From February to June 2019, a four-month trial saw debate over the role of Catalan police, the transport of ballot boxes, the use of public funds and whether the conduct and intentions of voters and leaders were violent or peaceful.
Sentences: 9 to 13 years imprisonment
On October 14, 2019 the Supreme Court found all 12 defendants guilty, sentencing nine of them to prison for between 9 and 13 years.
Four were found guilty of sedition and misuse of public funds: Oriol Junqueras, sentenced to 13 years behind bars, and Jordi Turull, Raül Romeva and Dolors Bassa, each given 12-year sentences.
Five were found guilty of sedition only: Carme Forcadell, sentenced to 11.5 years, Joaquim Forn and Josep Rull, both sentenced to 10.5 years, and Jordi Sànchez and Jordi Cuixart, both sentenced to 9 years.
All nine had been held in provisional detention during the trial, while awaiting sentencing, and for between one and a half and two years prior to the hearings.
The remaining three – Carles Mundó, Santi Vila and Meritxell Borràs – were each found guilty of disobedience and handed a fine of €60,000.
The verdicts prompted a week of turmoil in Catalonia as intense protests led to nightly clashes between demonstrators and police.
Elections and failed attempts to get temporary regular prison leave
During their time in jail, the prisoners have remained influential figures in the political arena. Before their convictions – which including being barred from office – some of them ran in local, Catalan, Spanish and European elections, but sooner or later were removed from their posts or quit after not being able to carry out their work as normal.
After the imprisoned officials began to enjoy day leave, in July 2020, the Catalan government – which is responsible for prisons in Catalonia – granted them 'low category' status, which meant them spending only four nights a week behind bars. This was revoked by the Spanish judiciary not once, but twice, after the Catalan administration unsuccessfully attempted it again in early 2021.
Road to release: Pardon or amnesty?
Even before the verdicts were delivered, talk had already turned to possible ways out of the political crisis engulfing Catalonia and Spain.
An amnesty for anyone involved in judicial proceedings related to the referendum was the independence camp's preference, but it would require support in the Spanish Congress.
Pardons, as we have seen, are in the gift of the Spanish government, based on a law from 1870, but only affect those already sentenced – and not those in exile – causing them to be viewed as a middle-ground solution that makes neither side happy.
In September 2020, the Spanish government said it would begin considering pardons for jailed leaders, nine months after the request of lawyer Francesc Jufresa, one of many petitions for such a course of action.
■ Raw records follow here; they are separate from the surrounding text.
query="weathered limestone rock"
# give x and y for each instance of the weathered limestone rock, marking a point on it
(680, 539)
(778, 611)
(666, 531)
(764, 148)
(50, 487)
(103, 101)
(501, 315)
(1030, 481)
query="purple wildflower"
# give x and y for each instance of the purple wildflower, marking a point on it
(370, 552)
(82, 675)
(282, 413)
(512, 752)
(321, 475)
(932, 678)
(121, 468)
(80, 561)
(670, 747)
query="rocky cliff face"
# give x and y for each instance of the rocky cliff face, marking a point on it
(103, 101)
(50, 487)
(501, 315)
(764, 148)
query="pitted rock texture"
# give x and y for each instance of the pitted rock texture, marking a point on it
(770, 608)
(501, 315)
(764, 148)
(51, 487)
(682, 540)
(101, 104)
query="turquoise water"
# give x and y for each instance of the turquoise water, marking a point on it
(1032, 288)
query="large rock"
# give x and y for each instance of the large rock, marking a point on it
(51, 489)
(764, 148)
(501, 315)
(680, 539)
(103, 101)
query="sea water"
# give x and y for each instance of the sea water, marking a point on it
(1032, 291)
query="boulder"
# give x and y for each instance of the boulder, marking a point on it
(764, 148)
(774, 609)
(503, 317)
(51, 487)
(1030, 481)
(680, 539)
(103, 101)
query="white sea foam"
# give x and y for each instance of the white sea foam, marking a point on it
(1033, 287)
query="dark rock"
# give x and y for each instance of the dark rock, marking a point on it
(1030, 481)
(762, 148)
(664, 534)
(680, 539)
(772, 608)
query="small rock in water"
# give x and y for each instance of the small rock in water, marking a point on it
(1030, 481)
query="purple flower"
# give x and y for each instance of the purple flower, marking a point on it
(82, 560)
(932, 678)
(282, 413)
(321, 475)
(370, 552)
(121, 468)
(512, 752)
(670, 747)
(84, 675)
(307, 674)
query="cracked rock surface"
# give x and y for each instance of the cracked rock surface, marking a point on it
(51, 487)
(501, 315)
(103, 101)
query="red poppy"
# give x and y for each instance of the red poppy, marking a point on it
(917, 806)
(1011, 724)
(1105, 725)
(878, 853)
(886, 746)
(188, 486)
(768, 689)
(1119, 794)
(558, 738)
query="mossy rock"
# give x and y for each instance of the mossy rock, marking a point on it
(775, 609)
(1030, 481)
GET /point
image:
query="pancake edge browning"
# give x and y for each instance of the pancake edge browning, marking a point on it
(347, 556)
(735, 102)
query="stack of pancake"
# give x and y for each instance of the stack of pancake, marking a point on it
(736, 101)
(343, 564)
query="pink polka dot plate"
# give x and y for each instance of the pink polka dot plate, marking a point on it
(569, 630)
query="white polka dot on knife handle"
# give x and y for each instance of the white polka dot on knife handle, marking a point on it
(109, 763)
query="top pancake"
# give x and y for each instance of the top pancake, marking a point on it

The solicitor general – representing the cabinet – submitted their report on a potential pardon to the Supreme Court in March 2021. They avoided taking a side, unlike the public prosecutor, which sided against releasing the nine imprisoned politicians and activists.
The Supreme Court eventually published in May 2021 their non-binding decision to oppose the granting of pardons, citing "no evidence of remorse" on the part of the prisoners.
Nevertheless, Spanish president Pedro Sánchez announced that he would make a decision regarding pardons in accordance with the constitutional values of "concord, dialogue," and "understanding," while rejecting "revenge," in comments that were seen to point towards the granting of presidential pardons.
Despite protests from Spain's right and far right, the positive mood music from the Spanish government only got louder in the subsequent weeks and was echoed by one of the jailed leaders, Oriol Junqueras, who on June 7 said he would accept the pardons, while still maintaining that an amnesty remains the number one priority.
And so, after almost four years behind bars for their role in the 2017 independence push, the stage was set for the release of the nine leading Catalan politicians and activists.